11. Graphical user interface versus command line
With the advent of PowerShell the command line has made a little bit of a comeback. After many decades of clicking buttons and dragging and dropping suddenly it is cool again to sit in front of a console and type cryptic command line statements with options a mile wide. All jokes aside, a version control system must have a command line tool, so you can automate its functions and, if no other API is provided, integrate it with development, build and deployment tools.
While command line tools are very good for automating common tasks, they are not so great for human - machine interaction. It is kind of the reason we developed graphical user interfaces in the first place. In the "olden days" on UNIX we did make due with DIFF output in a console to see what changed in a file, but really only because we had to. Today we have graphical diff and merge tools, explorer-style user interfaces that makes it easier to find the desired versions or changed parts of a version. We no longer have to repeatedly issue the same command because we scrolled past the relevant output in a command line.
Some systems are command line only. Graphical tools are provided by third party vendors, sometimes for a fee and sometimes free. Evaluate what is available and how often it is updated to keep up with the actual system you choose.
12. Common traps and pitfalls
While many developers have spent years using different version control systems and learned some of these lessons the hard way, System Admins and DevOps are generally new to version control. So here is a list, albeit incomplete, of some common problems you will face with such systems.
- The holiday neglect: People go on vacation. They get sick. Attend weddings. You need to have rules and procedures which cover when people need to submit their changes. I have seen SourceSafe repositories with files still checked out to employees who left three years ago, so make rules and enforce them.
- Trust the system fallacy: Always check on a regular basis if you can still access your repository. Can you still retrieve, view and compare older versions? Updates to the software, corrupted database files, file shares which no longer exist, changed permissions and so forth can all throw you a curveball when you need to retrieve something from an older version.

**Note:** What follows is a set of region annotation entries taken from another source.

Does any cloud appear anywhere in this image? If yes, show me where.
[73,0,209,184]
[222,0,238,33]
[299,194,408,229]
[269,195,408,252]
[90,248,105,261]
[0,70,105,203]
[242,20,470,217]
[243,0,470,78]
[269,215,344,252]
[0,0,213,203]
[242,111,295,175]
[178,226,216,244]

- Misplaced faith in the cloud: With almost continuous internet connectivity we think less and less about where our data is stored. If it is "in the cloud" we have grown to assume that someone else will protect, backup and, if necessary, restore our data. Pretend your internet connection goes out and stays out for days. Assume your cloud storage provider got hacked and data just disappeared. Can you still operate? Can you recover? Turn off your DSL or cable modem and see what still works.
- Lightning does not strike twice: Yes, it actually does. If your laptop gets fried by a power surge, so can the NAS you placed your repository on. It is possible to lose your source code and all your version history in one quick spark and a cloud of magic smoke escaping. Invest in surge protectors, backups and offsite storage even if you have a version control system.
- Don't forget the manager: Depending on the size of your team, you will need a part-time or full-time manager for your version control system. Don't forget to task someone with updating, and managing the software and its repositories.